The Monitor (Kampala)

Uganda: Court Halts DDT Spray in Northern Region

Rodney Muhumuza

3 June 2008


Kampala — The High Court in Kampala has ordered the Ministry of Health to suspend the spraying of DDT until there is a ruling on a suit that seeks to stop the spraying of the chemical in northern Uganda.

According to the interim court order, issued last Friday by Justice Arach Amoko, any spraying of the insecticide will be "null and void or otherwise illegal".

Mr MacDusman Kabega, whose Kampala firm represents some nine companies that are opposed to the use of the pesticide, said yesterday that he would tell court that the decision to introduce DDT in Uganda was unfair to the extent to which it ignored the practical concerns of communities where it is to be applied.

Mr Kabega's clients include: Lango Cooperative Union, Lango Organic Farming Promotion, Dunavant (U) Limited, Bo Weevil (U) Limited, Shares (U) Limited, Outspan Enterprises Limited, Kyagalanyi Coffee Limited, Bakwanye Trading Limited, and Pro Biodiversity Conservationists (U) Limited.
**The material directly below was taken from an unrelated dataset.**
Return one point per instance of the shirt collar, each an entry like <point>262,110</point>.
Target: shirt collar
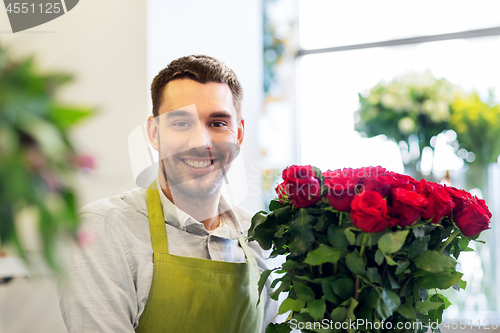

The order, which comes about a month since indoor residual spraying of the insecticide started in two districts in northern Uganda, will frustrate government efforts to put DDT-related controversy behind it.

In effect, it will also ensure that 320 Ugandans continue to die of malaria daily. The Ministry of Health has adopted indoor residual spraying (IRS) of DDT as one of the strategies that would control malaria.

Mr Ken Lukyamuzi, the Conservative Party president who opposes DDT, was in northern Uganda over the weekend and addressed a rally to bolster his campaign.

There has been no compelling evidence of the harm posed by DDT to human health, and defenders of the chemical say that its public health benefits cannot be ignored. Uganda announced that it would start using DDT in malaria control after the World Health Organisation declared in September 2006 that it supported the use of indoor residual spraying of the substance.

It is understood that some of the companies contesting the spraying of DDT supply the British American Tobacco - Uganda.

According to Mr Kabega, there is fear, for example, that the use of DDT could result in tobacco from Uganda being shunned on the international market.

Efforts to reach Dr Sam Zaramba, the director of health services at the Ministry of Health, were futile.

But Dr Myers Lugemwa, a malaria expert who is on the government's DDT team, said the ministry has the "competence and capacity to defend the use of any insecticide, including DDT, in malaria control".